Interview mit Felix Klein
„Kippa gehört zu uns wie das Kreuz“
Ohne Zweifel – in Deutschland muss über Antisemitismus gesprochen werden. Aber was verbirgt sich dahinter? In einer katholischen Schule im Emsland haben sich junge Menschen mit diesem Thema beschäftigt. Mit dabei war Felix Klein. Der Beauftragte der Bundesregierung für jüdisches Leben und den Kampf gegen Antisemitismus sprach über diese Frage in einem Interview.
Was ist das, was wir Antisemitismus nennen?
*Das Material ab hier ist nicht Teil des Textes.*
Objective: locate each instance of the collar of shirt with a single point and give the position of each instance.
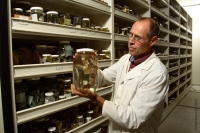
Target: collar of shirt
(138, 61)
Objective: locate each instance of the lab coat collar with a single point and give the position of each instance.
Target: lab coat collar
(137, 71)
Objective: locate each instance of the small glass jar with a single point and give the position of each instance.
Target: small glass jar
(20, 97)
(107, 53)
(55, 59)
(85, 68)
(37, 14)
(49, 97)
(52, 17)
(80, 120)
(46, 58)
(77, 22)
(85, 23)
(65, 19)
(68, 50)
(28, 13)
(65, 86)
(17, 11)
(125, 9)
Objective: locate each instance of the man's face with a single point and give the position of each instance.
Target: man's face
(140, 44)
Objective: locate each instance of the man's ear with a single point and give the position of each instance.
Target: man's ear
(153, 40)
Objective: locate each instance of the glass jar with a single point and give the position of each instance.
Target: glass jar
(90, 113)
(28, 13)
(52, 130)
(107, 53)
(17, 11)
(68, 50)
(55, 59)
(52, 17)
(61, 52)
(125, 9)
(65, 19)
(37, 14)
(46, 58)
(34, 92)
(77, 22)
(51, 84)
(80, 120)
(49, 97)
(66, 87)
(85, 68)
(20, 97)
(85, 23)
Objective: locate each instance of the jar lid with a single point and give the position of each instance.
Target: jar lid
(36, 8)
(41, 46)
(52, 129)
(105, 50)
(49, 94)
(79, 116)
(64, 42)
(86, 19)
(18, 81)
(54, 55)
(52, 12)
(62, 96)
(66, 80)
(85, 50)
(46, 54)
(90, 111)
(35, 78)
(17, 9)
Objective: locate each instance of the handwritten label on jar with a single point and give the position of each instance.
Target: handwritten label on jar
(72, 31)
(59, 68)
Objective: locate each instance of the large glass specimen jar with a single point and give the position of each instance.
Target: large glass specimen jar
(85, 70)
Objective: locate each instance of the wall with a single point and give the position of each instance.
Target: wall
(193, 12)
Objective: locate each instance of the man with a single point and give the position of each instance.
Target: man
(141, 84)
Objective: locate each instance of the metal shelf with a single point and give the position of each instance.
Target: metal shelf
(46, 109)
(34, 28)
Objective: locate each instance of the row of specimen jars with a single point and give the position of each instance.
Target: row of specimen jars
(65, 120)
(36, 91)
(37, 14)
(38, 54)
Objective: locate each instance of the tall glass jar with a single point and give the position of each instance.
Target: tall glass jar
(85, 70)
(34, 92)
(20, 97)
(37, 14)
(52, 17)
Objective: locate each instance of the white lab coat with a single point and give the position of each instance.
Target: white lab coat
(138, 95)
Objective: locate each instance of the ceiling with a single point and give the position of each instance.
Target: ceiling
(188, 2)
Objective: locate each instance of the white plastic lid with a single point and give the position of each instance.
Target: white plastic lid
(90, 111)
(85, 50)
(54, 55)
(52, 12)
(86, 19)
(79, 116)
(46, 55)
(53, 76)
(35, 78)
(49, 94)
(52, 129)
(36, 8)
(64, 42)
(18, 9)
(41, 46)
(18, 81)
(62, 96)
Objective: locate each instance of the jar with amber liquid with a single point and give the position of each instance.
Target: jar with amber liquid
(85, 70)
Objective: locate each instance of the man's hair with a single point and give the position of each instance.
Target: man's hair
(154, 27)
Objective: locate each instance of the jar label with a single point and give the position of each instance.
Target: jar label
(34, 17)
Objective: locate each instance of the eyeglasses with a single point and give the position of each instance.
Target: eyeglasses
(136, 38)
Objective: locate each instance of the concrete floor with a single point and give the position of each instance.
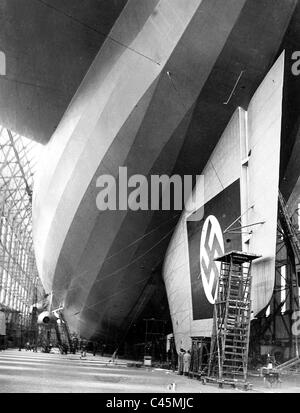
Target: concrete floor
(28, 372)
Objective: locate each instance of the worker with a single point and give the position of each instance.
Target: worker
(83, 348)
(186, 362)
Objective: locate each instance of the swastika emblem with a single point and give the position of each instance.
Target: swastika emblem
(211, 246)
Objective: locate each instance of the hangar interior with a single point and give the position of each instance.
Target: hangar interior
(182, 88)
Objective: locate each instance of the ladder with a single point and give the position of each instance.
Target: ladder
(231, 322)
(63, 333)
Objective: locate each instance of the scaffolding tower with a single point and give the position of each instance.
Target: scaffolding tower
(231, 322)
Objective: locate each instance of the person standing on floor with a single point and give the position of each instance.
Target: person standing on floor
(180, 361)
(186, 362)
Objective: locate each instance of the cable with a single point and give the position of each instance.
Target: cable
(123, 249)
(96, 30)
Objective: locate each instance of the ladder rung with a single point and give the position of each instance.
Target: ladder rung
(235, 353)
(234, 360)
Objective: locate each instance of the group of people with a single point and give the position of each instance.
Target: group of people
(28, 347)
(184, 362)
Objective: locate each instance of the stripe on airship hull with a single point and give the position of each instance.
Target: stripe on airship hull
(206, 241)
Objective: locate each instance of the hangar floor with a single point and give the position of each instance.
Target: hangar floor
(28, 372)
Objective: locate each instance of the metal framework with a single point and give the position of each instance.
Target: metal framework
(20, 286)
(272, 330)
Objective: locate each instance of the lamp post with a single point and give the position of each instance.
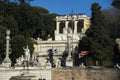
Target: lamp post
(69, 61)
(7, 61)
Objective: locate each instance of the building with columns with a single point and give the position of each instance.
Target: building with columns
(78, 23)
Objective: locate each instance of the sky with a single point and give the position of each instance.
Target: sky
(64, 7)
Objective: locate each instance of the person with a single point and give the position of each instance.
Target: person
(27, 53)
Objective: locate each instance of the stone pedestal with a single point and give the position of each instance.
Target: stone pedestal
(7, 62)
(69, 62)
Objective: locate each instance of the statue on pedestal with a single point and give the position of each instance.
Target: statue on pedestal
(27, 53)
(26, 56)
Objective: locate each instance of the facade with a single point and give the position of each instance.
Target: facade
(77, 23)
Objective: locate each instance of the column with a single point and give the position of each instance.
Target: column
(57, 27)
(75, 26)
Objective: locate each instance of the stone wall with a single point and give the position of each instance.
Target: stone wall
(21, 74)
(85, 74)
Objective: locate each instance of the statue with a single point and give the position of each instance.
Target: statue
(27, 53)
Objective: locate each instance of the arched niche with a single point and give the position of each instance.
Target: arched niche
(80, 25)
(71, 25)
(62, 26)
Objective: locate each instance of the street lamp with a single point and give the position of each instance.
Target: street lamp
(7, 61)
(69, 61)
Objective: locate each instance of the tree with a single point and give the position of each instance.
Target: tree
(112, 16)
(17, 44)
(99, 44)
(116, 3)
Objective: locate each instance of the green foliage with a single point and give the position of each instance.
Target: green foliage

Ein drastisches Synonym für das Wort Antisemitismus ist „Judenhass“. Es geht um Eigenschaften, die den Juden zugeschrieben werden, meist eine negative Form wie zum Beispiel Geldgier. Antisemitismus hat zum Ziel, Juden auszugrenzen, sie als negative, besondere Gruppe außerhalb der Mehrheit zu stellen.
Kann jeder ein Opfer antisemitischer Taten werden?
Natürlich. Wenn Sie eine Kippa tragen, weil Sie Solidarität mit jüdischen Menschen zeigen wollen, und Sie werden deshalb angegriffen, dann sind Sie auch als Nichtjude ein Opfer.
Ist jemand, der Juden beschimpft oder angreift, automatisch ein Antisemit?
Er verübt zumindest eine antisemitisch motivierte Tat. Und das ist der für die Strafverfolgungsbehörden relevante Punkt. Strafbar ist grundsätzlich eine konkrete Tat, etwa ein körperlicher Angriff oder Schmierereien auf jüdischen Friedhöfen – nicht aber, ob jemand ein antisemitisches Weltbild hat. Ob die einzelnen Taten dann auch immer Straftaten im Sinne des Gesetzes sind, da sind die Grenzen sicherlich fließend.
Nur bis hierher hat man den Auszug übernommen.